Their fame has inspired many to engage in mixed martial arts, and the trend is rising by the day. Those who opt out of practicing the actual sport are content with watching the fight either live or on TV.

Krabikus/Shutterstock | The UFC Octagon Ring, where the best fighters compete

According to show rating statistics, there is an increasing demand for pay-per-view, especially for high-profile matches. Every exciting telecast would rake in millions of views and dollars in return!

Early Emergence

Despite its popularity, many people are still unfamiliar with what MMA entails. In a nutshell, mixed martial arts are a combination of various techniques, from muay Thai and kickboxing to jiu-jitsu and even wrestling. Most would have more than one fighting style, and it would depend on the competitor’s country or influence.

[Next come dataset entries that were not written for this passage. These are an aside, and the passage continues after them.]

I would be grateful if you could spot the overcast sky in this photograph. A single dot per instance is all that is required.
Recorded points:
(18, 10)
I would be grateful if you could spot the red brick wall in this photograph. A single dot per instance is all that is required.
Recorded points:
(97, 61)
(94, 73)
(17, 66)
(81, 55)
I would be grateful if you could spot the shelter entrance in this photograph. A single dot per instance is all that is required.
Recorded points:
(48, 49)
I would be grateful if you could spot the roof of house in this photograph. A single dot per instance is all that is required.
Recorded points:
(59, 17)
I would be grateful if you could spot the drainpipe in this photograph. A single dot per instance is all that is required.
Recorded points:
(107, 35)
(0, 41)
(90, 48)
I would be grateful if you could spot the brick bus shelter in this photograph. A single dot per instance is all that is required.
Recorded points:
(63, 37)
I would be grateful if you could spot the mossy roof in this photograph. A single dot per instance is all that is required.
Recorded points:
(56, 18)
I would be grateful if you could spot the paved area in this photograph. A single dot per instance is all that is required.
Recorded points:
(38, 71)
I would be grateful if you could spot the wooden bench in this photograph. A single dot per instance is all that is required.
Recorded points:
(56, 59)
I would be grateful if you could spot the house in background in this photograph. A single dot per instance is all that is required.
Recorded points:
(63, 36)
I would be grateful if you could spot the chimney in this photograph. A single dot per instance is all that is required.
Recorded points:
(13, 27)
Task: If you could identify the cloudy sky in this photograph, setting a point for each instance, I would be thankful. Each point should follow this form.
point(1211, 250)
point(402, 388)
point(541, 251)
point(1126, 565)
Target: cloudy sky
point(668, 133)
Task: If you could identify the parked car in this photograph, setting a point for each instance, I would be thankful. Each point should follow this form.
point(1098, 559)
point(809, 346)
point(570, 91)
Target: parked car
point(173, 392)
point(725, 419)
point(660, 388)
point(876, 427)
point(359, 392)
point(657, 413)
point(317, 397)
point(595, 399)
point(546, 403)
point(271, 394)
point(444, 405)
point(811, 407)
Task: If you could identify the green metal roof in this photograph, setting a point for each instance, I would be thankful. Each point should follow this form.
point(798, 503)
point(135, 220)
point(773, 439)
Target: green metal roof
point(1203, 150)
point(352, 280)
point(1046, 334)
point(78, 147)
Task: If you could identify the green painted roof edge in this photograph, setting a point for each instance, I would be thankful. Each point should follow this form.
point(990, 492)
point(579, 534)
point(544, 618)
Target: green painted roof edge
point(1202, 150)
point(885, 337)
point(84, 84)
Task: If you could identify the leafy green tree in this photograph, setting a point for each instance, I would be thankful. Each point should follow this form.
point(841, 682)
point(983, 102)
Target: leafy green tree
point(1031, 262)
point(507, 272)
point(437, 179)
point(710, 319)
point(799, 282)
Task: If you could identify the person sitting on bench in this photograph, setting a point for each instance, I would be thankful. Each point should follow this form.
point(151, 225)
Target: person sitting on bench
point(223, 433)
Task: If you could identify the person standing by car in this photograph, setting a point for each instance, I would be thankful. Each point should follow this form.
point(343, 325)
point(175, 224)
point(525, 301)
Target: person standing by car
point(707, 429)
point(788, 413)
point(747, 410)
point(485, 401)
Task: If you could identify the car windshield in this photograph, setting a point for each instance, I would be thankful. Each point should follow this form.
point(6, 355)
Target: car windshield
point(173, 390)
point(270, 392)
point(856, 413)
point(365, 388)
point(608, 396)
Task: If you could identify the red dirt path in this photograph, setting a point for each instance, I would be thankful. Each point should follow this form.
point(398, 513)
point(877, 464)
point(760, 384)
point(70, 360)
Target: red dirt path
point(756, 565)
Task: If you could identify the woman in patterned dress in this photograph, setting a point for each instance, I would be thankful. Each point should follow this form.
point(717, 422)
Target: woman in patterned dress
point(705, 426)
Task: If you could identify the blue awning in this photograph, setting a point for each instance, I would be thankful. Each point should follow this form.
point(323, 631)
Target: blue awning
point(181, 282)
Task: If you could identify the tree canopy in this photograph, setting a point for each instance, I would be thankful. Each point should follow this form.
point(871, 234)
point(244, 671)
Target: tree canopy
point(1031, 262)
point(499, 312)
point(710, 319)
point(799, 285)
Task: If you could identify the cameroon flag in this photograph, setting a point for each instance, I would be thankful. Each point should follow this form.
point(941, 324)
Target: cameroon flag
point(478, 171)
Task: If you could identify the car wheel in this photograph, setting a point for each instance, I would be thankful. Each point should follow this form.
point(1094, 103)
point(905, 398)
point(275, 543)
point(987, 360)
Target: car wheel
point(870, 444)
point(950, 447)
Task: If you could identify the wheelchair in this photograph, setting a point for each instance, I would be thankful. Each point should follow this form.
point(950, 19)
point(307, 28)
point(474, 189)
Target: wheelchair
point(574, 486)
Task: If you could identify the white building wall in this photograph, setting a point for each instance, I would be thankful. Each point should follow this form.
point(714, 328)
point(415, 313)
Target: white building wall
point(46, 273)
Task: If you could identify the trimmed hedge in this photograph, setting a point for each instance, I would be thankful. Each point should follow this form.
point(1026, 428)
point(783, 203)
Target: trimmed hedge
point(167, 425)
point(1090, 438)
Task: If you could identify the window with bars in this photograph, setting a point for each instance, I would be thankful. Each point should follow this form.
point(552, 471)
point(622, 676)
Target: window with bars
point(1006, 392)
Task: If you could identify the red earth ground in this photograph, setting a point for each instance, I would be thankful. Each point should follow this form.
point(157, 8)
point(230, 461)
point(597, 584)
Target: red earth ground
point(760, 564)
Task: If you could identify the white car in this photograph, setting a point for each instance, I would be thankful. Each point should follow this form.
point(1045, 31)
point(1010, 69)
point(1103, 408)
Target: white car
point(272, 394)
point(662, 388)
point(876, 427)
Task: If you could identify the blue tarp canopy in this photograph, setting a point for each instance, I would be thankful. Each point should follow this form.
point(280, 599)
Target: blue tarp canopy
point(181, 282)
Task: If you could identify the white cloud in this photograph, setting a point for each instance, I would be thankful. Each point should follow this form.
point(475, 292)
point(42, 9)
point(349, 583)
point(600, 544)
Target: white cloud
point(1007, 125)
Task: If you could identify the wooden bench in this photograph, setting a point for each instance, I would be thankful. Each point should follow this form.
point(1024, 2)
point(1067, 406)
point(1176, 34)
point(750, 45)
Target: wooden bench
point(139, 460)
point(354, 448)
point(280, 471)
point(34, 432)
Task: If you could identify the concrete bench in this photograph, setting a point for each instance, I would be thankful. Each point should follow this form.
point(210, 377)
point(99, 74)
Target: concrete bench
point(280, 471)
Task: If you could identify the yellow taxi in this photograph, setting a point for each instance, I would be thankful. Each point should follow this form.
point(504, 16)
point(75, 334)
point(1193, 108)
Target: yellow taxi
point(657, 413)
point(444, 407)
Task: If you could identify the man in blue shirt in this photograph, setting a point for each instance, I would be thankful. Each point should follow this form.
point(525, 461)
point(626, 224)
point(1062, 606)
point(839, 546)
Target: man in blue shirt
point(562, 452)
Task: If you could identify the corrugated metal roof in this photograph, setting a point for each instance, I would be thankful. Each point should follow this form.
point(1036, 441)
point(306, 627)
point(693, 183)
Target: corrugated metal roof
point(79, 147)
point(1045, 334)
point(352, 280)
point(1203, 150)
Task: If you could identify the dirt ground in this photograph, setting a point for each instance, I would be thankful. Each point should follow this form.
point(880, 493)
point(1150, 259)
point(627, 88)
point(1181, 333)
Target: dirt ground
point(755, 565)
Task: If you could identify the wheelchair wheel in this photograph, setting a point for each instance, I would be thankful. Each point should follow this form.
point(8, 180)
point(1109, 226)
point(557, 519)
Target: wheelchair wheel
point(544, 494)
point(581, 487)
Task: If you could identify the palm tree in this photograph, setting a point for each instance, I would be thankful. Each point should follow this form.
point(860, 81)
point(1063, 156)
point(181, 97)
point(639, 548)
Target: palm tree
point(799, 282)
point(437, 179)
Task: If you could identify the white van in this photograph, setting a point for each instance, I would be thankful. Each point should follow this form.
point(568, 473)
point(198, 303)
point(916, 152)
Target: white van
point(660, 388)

While MMA can be traced back to as early as the 1930s, it wasn’t until the Ultimate Fighting Championship (UFC) was established in 1993 that it became more well-known to the public. This intense tournament follows a group of warriors who compete for the title of the ultimate fighter.

creatista/Depositphotos | MMA fighting started in the 1930s

What made the concept appealing to the public was its no-holds-barred type of clash. The first event was held in Denver, Colorado, where a boxing commission is nonexistent, so everyone could expect a thrilling contest the minute the bell rang.

However, there was some backlash from non-supporters who considered UFC brutal. Good thing changes were made, and new rules were set in place. This decision made it a much more accepted activity.

Promotion is Key

Mainstream marketing was a crucial component in ensuring the UFC’s success since it was a relatively new concept to viewers and fight enthusiasts.

Much like boxing, the world of MMA is a colorful spectacle of opponents who trash-talk face to face, and it doesn’t hurt that the octagon-shaped ring adds drama to the entire atmosphere too. The media helped make this sport more appealing to the masses by banking merely on its rawness.

Oleksandr Zamuruiev/Shutterstock | How MMA beat boxing outside the ring

Every punch, tackle, or grapple in ultimate fighting is an exhilarating experience compared to boxing! No one can predict what next move will be used, and it’s what keeps martial arts followers on edge – the shock factor made it a multi-million-dollar deal.